During a debate in parliament about the implementation of the directive in the Netherlands, he emphasised that stricter conditions were not at odds with European legislation.

Koolmees’ remarks were in part a response to comments from Hans van Meerten, professor of European pensions law at Utrecht University, in an article in IPE’s sister publication Pensioen Pro. Van Meerten argued that the same rules must apply to all value transfers under EU law.

Politicians for several Dutch political parties pushed Koolmees for a response. Erik Lutjens – professor of pensions law at Amsterdam’s Free University and a candidate for the senate for 50Plus, the party for older people – agreed that applying stricter conditions for approving a transfer to another EU state violated European law.

Raising barriers for transfers would make it more difficult for foreign pensions providers to implement cross-border arrangements, argued Lutjens. In his opinion, Koolmees’ policy was “an illegal distinction based on place of residence”.

Wouter Koolmees

Wouter Koolmees, the Netherlands’ social affairs minister

However, the minister disputed this conclusion, contending that the crucial element was that the pensions directive itself made the distinction.

He added that this point was extensively scrutinised by the Raad van State, the Netherlands’ highest legal college.

The minister’s explanation, however, didn’t satisfy Martin van Rooijen and Steven van Weyenberg, MPs for the 50Plus and D66 parties, respectively. They said they wanted more clarity.

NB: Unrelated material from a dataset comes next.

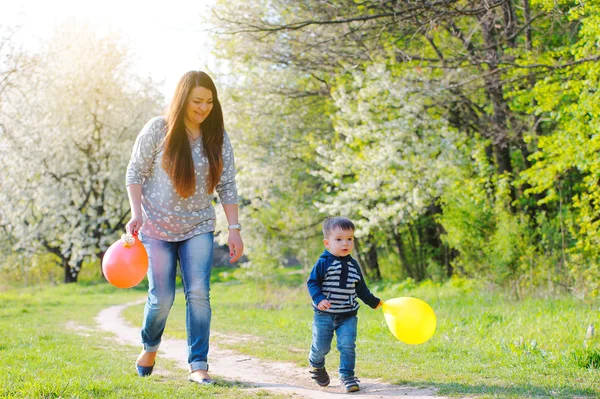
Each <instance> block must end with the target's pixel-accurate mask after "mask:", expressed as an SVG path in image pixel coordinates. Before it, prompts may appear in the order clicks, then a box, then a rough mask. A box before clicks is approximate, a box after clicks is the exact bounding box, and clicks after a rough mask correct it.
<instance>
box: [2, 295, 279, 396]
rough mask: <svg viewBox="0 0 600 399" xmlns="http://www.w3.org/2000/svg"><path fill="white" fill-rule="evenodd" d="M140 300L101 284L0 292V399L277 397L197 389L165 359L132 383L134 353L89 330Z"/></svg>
mask: <svg viewBox="0 0 600 399" xmlns="http://www.w3.org/2000/svg"><path fill="white" fill-rule="evenodd" d="M144 295H145V291H144V290H118V289H115V288H113V287H111V286H109V285H108V284H99V285H90V286H83V285H75V284H71V285H63V286H58V287H35V288H21V289H14V288H8V289H7V288H5V289H4V290H3V291H2V290H0V397H1V398H94V399H96V398H157V399H158V398H160V399H163V398H191V397H211V398H213V397H217V398H259V397H261V398H262V397H269V398H271V397H283V396H276V395H270V394H268V393H266V392H264V391H258V392H249V391H247V390H244V389H243V388H242V387H239V386H235V385H232V384H229V385H227V384H223V385H224V386H216V387H200V386H198V385H196V384H191V383H190V382H188V381H187V380H186V371H185V370H182V369H180V368H178V367H177V366H176V365H175V363H173V362H170V361H168V360H164V359H161V361H160V367H161V373H160V374H157V375H152V376H151V377H148V378H144V379H142V378H140V377H138V376H137V374H136V373H135V370H134V362H135V359H136V356H137V354H138V352H139V349H140V348H139V347H132V346H124V347H123V346H119V345H118V344H117V343H116V342H115V340H114V339H113V338H112V337H111V336H110V335H106V334H105V333H103V332H100V331H98V330H96V325H95V321H94V317H95V316H96V315H97V314H98V312H99V311H100V310H101V309H103V308H105V307H108V306H111V305H115V304H120V303H124V302H127V301H131V300H135V299H139V298H142V297H144ZM138 319H139V317H138Z"/></svg>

During the debate, Koolmees advised against adopting an amendment requiring funds transfering out of the Netherlands to be fully funded by Dutch standards, which equated to a funding ratio of at least 125%.

Pieter Omtzigt, CDA

Credit: CDA

MP Pieter Omtzigt argued that Aon’s recent move to Belgium was ‘supervisory arbitrage’

The amendment was tabled by Christian Democrat MP Pieter Omtzigt and Eppo Bruins, for the small religious party Christen Unie.

A transfer within the Netherlands is already possible if a pension scheme’s funding ratio is at least 105%.

The debate about cross-border transfers was triggered by Aon’s decision to move its Dutch pension fund to Belgium. The move improved the scheme’s funding due to a difference between the countries’ regulatory systems.

Koolmees added the stricter conditions to the IORP II implementation bill after several MPs objected to what they saw as “supervisory arbitrage”.